Tens of thousands of children were victims of sexual abuse in Dutch Catholic institutions since 1945, a report says.
A report from an independent commission said Catholic officials had failed to tackle the widespread abuse at schools, seminaries and orphanages.
The commission, which began work in August 2010, It studied 1,800 complaints of abuse at Catholic institutions, identifying 800 alleged perpetrators, just over 100 of whom are still alive.
It also conducted a broader survey of more than 34,000 people, to gain a more comprehensive picture of the scale and nature of abuse suffered by Dutch minors.
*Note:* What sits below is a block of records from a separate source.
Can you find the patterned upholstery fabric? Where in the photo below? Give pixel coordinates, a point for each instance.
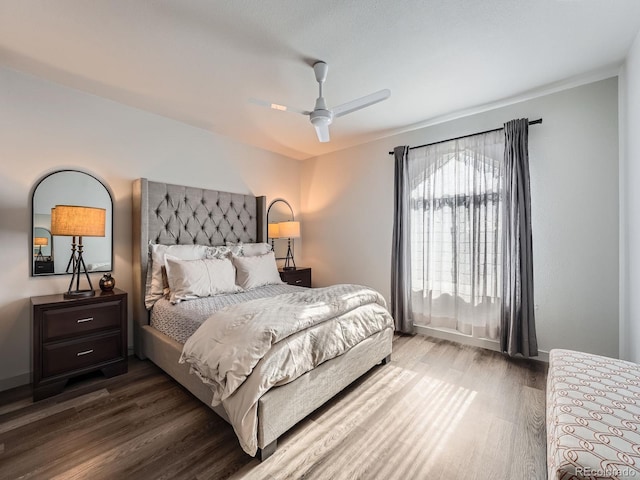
(185, 215)
(593, 417)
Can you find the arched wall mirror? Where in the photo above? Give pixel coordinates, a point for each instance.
(51, 253)
(279, 211)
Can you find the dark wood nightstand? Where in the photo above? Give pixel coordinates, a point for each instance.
(300, 277)
(76, 336)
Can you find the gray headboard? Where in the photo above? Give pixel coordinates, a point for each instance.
(174, 214)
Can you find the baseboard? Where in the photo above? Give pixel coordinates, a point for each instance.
(13, 382)
(446, 334)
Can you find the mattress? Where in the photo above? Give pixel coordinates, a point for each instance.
(593, 417)
(180, 321)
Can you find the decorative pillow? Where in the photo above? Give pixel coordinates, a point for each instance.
(256, 271)
(251, 249)
(223, 251)
(190, 279)
(157, 286)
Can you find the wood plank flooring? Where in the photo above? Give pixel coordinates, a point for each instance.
(439, 410)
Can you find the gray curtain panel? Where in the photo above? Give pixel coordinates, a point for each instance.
(517, 329)
(400, 255)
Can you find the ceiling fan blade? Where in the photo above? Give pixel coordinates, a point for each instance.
(277, 106)
(323, 132)
(361, 102)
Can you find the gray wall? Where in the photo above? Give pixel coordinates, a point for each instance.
(46, 127)
(347, 200)
(629, 201)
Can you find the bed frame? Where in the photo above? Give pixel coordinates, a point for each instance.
(173, 214)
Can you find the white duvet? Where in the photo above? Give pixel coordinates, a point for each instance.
(271, 341)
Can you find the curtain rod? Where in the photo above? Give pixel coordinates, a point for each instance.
(532, 122)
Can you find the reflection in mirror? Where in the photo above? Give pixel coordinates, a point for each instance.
(69, 187)
(279, 211)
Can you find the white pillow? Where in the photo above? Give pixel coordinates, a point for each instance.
(190, 279)
(256, 271)
(251, 249)
(157, 285)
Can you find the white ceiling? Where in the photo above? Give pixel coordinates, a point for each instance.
(200, 61)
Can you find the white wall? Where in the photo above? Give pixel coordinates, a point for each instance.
(45, 127)
(347, 202)
(630, 204)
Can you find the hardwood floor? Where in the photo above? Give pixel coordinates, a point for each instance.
(439, 410)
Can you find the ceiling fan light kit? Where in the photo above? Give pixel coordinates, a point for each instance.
(322, 116)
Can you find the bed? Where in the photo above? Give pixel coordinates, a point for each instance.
(167, 214)
(593, 417)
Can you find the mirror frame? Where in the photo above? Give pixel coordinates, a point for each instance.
(292, 219)
(31, 234)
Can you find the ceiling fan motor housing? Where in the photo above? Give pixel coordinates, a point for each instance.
(321, 117)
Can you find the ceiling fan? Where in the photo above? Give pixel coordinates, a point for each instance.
(322, 116)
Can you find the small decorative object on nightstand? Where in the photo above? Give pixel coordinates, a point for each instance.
(300, 277)
(76, 336)
(107, 282)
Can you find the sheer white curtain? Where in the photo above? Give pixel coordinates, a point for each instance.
(456, 234)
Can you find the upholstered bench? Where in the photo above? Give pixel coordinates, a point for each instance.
(593, 417)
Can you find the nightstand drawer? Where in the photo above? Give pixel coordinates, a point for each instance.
(74, 321)
(68, 356)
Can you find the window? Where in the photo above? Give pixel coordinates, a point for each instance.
(455, 233)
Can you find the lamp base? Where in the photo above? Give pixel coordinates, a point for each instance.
(79, 293)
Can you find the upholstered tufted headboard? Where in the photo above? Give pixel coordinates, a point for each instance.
(174, 214)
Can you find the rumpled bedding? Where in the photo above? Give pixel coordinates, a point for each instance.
(269, 342)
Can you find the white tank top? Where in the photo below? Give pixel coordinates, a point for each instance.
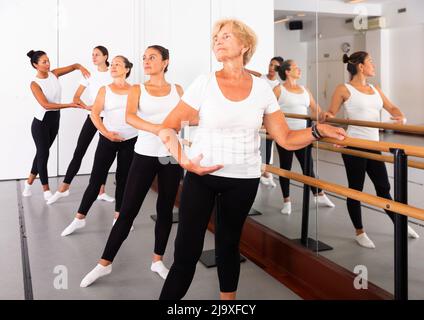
(53, 92)
(96, 80)
(272, 83)
(366, 107)
(114, 114)
(294, 103)
(154, 109)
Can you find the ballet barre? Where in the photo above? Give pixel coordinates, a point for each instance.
(366, 155)
(373, 124)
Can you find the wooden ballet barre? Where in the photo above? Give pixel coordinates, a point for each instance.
(381, 125)
(375, 201)
(367, 155)
(383, 146)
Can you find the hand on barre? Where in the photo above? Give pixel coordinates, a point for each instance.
(398, 119)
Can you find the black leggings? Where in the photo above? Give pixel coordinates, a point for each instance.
(142, 172)
(268, 150)
(286, 160)
(86, 135)
(106, 153)
(236, 197)
(44, 132)
(356, 168)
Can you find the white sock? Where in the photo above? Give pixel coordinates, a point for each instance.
(27, 190)
(75, 225)
(105, 197)
(47, 195)
(286, 208)
(412, 233)
(364, 241)
(57, 196)
(324, 200)
(98, 272)
(160, 269)
(114, 220)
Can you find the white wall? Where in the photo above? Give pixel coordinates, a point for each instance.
(406, 66)
(21, 35)
(124, 27)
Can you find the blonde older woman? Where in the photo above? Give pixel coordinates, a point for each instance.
(230, 105)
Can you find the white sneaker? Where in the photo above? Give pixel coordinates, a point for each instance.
(364, 241)
(264, 181)
(57, 196)
(98, 272)
(286, 208)
(114, 220)
(412, 233)
(27, 190)
(105, 197)
(160, 269)
(75, 225)
(324, 201)
(47, 195)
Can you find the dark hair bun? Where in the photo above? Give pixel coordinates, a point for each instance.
(30, 54)
(345, 58)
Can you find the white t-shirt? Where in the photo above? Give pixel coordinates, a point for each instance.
(114, 114)
(366, 107)
(52, 91)
(92, 84)
(295, 103)
(228, 131)
(271, 83)
(154, 109)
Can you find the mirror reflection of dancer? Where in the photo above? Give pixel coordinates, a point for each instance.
(99, 78)
(271, 78)
(294, 98)
(47, 93)
(116, 140)
(148, 105)
(225, 161)
(363, 101)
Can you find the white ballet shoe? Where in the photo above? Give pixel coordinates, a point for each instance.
(57, 195)
(75, 225)
(286, 208)
(412, 233)
(105, 197)
(27, 190)
(98, 272)
(114, 220)
(324, 201)
(364, 241)
(47, 195)
(160, 269)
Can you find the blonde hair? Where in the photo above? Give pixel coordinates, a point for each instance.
(243, 33)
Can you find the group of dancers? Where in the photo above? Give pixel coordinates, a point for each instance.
(138, 126)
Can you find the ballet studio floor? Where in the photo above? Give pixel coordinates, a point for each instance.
(42, 255)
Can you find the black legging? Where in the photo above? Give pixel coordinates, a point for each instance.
(106, 153)
(356, 168)
(85, 137)
(268, 150)
(44, 132)
(197, 201)
(286, 160)
(140, 177)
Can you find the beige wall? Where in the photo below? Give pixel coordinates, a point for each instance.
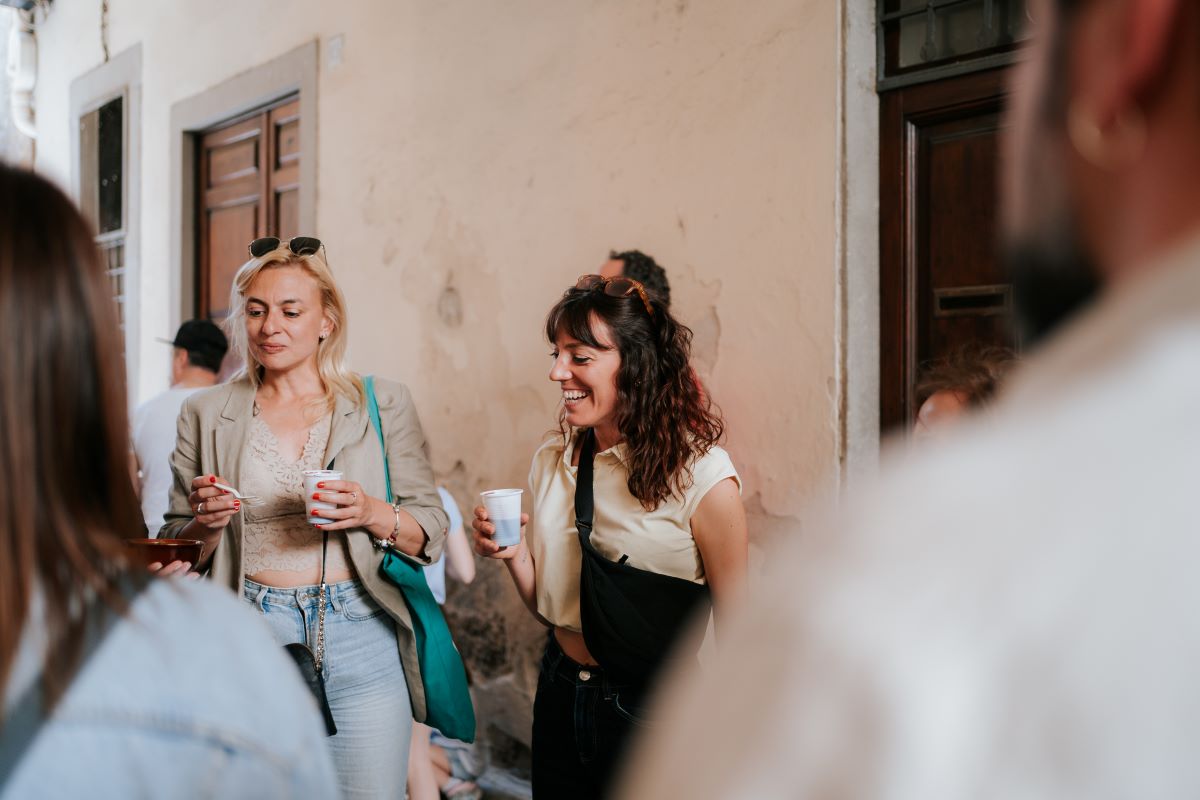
(480, 156)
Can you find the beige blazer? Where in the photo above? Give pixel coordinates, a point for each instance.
(214, 425)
The report estimates that 10,000-20,000 minors were abused in the care of Catholic institutions between 1945 and 1981, when the number of Church-run homes dropped. In the years between 1981 and 2011, several more thousands suffered at the hands of priests and others working for the Church.
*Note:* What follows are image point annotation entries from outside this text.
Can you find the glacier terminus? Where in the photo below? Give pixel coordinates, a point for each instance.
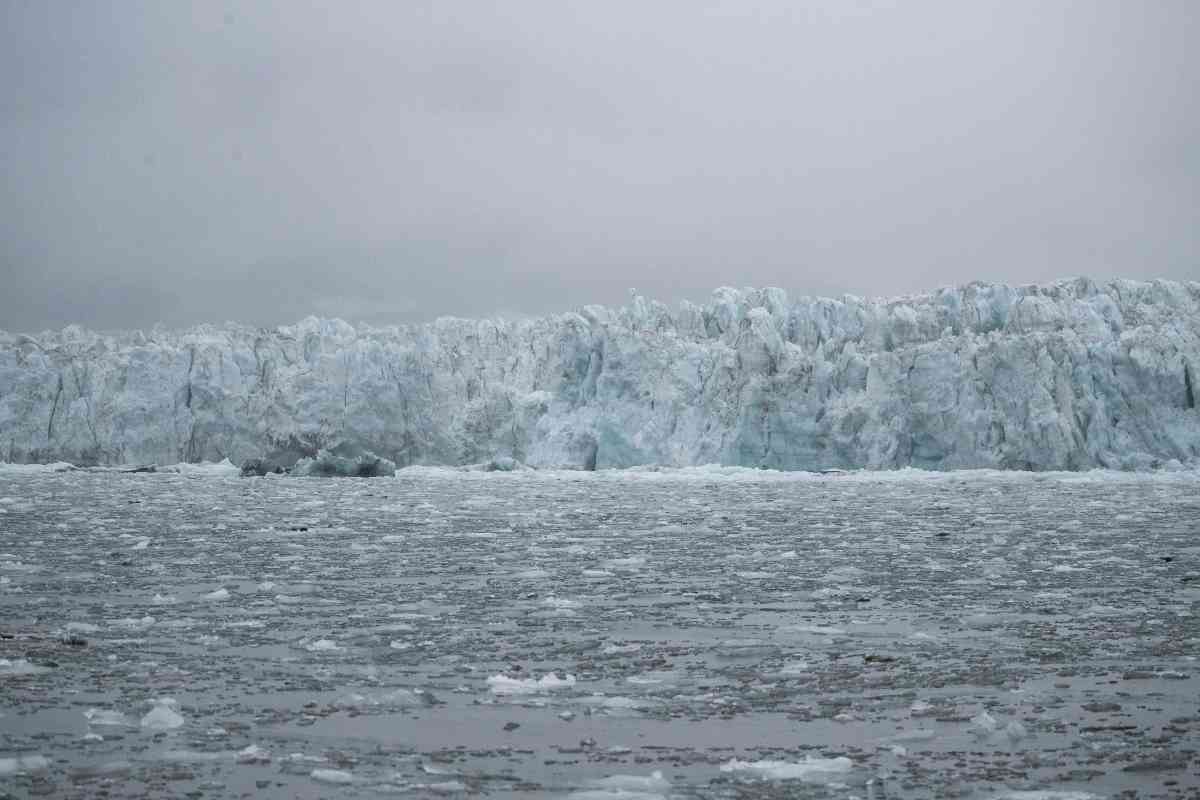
(1073, 374)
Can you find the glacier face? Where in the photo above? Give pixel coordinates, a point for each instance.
(1063, 376)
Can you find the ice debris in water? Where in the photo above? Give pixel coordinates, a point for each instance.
(253, 755)
(106, 717)
(627, 787)
(333, 776)
(19, 667)
(163, 715)
(811, 769)
(23, 764)
(505, 685)
(1048, 794)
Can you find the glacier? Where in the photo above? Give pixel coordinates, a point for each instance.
(1065, 376)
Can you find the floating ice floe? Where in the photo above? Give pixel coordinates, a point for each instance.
(627, 787)
(549, 683)
(1047, 794)
(331, 776)
(107, 717)
(23, 764)
(253, 755)
(19, 667)
(811, 769)
(163, 715)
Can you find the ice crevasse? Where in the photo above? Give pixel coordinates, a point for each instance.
(1062, 376)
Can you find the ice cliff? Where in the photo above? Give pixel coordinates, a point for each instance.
(1063, 376)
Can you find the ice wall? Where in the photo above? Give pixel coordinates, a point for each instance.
(1063, 376)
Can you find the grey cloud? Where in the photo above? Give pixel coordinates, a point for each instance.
(181, 163)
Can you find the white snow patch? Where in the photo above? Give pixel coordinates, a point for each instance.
(813, 769)
(550, 683)
(23, 764)
(163, 715)
(333, 776)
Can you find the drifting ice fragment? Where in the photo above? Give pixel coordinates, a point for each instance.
(163, 715)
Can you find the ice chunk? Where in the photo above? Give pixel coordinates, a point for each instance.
(328, 464)
(816, 770)
(106, 717)
(23, 764)
(549, 683)
(163, 715)
(627, 787)
(331, 776)
(19, 667)
(253, 755)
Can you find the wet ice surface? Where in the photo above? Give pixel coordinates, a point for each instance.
(600, 635)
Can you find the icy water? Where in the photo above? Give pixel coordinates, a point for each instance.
(627, 635)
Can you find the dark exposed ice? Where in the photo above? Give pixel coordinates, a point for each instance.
(693, 633)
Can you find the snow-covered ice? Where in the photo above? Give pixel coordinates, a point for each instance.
(1062, 376)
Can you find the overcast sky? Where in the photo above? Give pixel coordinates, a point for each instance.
(402, 160)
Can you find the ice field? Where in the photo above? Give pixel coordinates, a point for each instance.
(679, 633)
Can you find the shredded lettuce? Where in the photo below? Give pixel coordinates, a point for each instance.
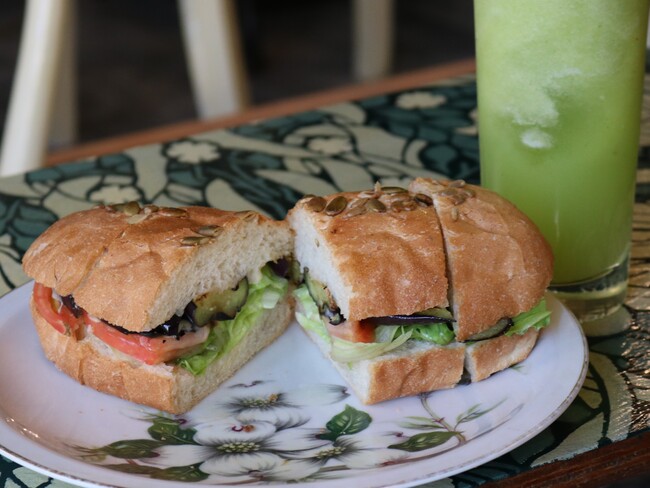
(538, 317)
(387, 337)
(265, 294)
(438, 333)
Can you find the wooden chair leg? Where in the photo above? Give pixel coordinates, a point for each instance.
(214, 56)
(372, 37)
(30, 107)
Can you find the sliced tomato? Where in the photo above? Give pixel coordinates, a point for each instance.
(57, 315)
(353, 331)
(149, 350)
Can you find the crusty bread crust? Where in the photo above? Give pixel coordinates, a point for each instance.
(137, 271)
(374, 264)
(484, 358)
(166, 387)
(499, 264)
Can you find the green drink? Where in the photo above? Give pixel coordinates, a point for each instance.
(559, 89)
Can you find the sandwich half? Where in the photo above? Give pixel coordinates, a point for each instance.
(159, 305)
(413, 290)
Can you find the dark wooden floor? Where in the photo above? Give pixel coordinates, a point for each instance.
(132, 71)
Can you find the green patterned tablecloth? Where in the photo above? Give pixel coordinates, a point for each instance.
(268, 165)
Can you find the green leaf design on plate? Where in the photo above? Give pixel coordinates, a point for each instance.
(349, 421)
(133, 468)
(420, 442)
(170, 432)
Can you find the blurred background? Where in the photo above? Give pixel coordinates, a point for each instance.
(132, 71)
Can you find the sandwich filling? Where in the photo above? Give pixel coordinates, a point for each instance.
(353, 341)
(209, 326)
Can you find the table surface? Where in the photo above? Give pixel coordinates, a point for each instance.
(393, 131)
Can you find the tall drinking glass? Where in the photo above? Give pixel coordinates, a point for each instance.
(559, 90)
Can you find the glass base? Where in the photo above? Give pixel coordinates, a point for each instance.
(598, 303)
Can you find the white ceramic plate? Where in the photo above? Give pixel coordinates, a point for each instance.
(285, 416)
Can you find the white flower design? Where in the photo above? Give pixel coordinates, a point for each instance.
(357, 452)
(193, 151)
(115, 194)
(265, 401)
(330, 145)
(419, 99)
(256, 449)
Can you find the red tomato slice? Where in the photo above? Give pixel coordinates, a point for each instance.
(353, 331)
(57, 315)
(149, 350)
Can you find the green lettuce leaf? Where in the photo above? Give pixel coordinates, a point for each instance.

Most of the cases involved mild to moderate abuse, such as touching, but the report estimated there were ‘several thousand’ instances of rape.
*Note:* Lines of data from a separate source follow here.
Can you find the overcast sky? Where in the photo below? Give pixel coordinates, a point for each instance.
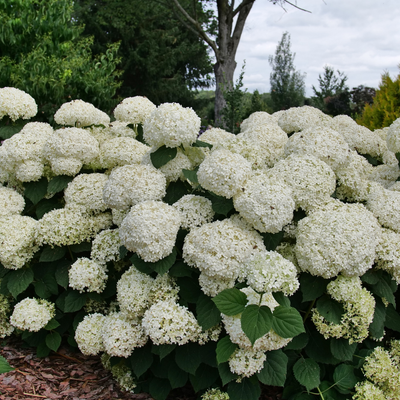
(359, 37)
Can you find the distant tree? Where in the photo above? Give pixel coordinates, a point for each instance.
(287, 84)
(386, 105)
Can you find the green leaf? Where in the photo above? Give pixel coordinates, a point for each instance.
(35, 191)
(19, 280)
(256, 321)
(5, 366)
(225, 348)
(307, 373)
(58, 183)
(344, 378)
(163, 155)
(312, 287)
(275, 369)
(248, 389)
(342, 349)
(53, 340)
(74, 301)
(230, 301)
(208, 314)
(287, 322)
(330, 309)
(52, 254)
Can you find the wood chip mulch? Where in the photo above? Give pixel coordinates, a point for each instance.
(70, 375)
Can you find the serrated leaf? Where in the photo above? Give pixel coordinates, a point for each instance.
(256, 321)
(19, 280)
(208, 314)
(287, 322)
(35, 191)
(275, 369)
(52, 254)
(230, 301)
(163, 155)
(225, 348)
(59, 183)
(53, 340)
(307, 373)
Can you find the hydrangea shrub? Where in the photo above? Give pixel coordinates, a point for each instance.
(221, 261)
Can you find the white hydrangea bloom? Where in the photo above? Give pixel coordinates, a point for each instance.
(86, 275)
(121, 335)
(232, 324)
(324, 143)
(265, 203)
(218, 248)
(171, 125)
(296, 119)
(71, 225)
(338, 239)
(166, 322)
(16, 104)
(105, 246)
(132, 184)
(223, 173)
(268, 271)
(246, 362)
(18, 240)
(88, 334)
(11, 202)
(68, 149)
(87, 190)
(195, 211)
(79, 113)
(150, 230)
(359, 308)
(134, 110)
(32, 314)
(133, 292)
(312, 181)
(121, 151)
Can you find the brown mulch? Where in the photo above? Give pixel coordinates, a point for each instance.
(70, 375)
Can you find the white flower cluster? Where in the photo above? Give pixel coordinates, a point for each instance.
(359, 308)
(16, 104)
(79, 114)
(171, 125)
(32, 314)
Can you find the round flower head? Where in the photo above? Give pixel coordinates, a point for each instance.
(87, 190)
(218, 248)
(150, 230)
(133, 292)
(171, 125)
(134, 110)
(337, 240)
(167, 322)
(265, 203)
(78, 113)
(296, 119)
(270, 341)
(132, 184)
(195, 211)
(223, 173)
(88, 334)
(16, 104)
(121, 335)
(18, 240)
(268, 271)
(69, 148)
(87, 275)
(321, 142)
(312, 181)
(32, 314)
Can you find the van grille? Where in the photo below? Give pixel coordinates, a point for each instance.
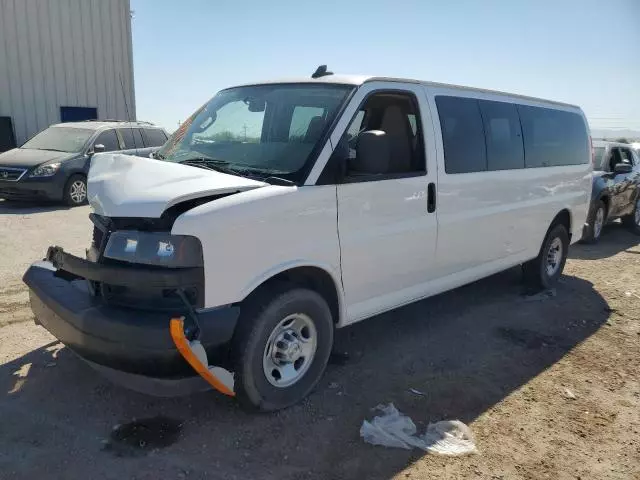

Abuse by Catholic priests, laymen and laywomen was systematically covered up by the church to protect its reputation, the commission said, adding that the church was guilty of ‘inadequate supervision’ and ‘inadequate action’.
The findings appear to paint a picture of wider abuse in the Netherlands even than in Ireland, in a scandal that has rocked the Catholic Church in Europe and the United States and forced Pope Benedict xvi to apologize to victims of sexual abuse by priests.
The investigation was commissioned by the Conference of Bishops and the Dutch Religious Conference in 2010 after cases surfaced involving pedophile priests in the Netherlands, Belgium, Ireland, Germany, Australia, Canada and the United States.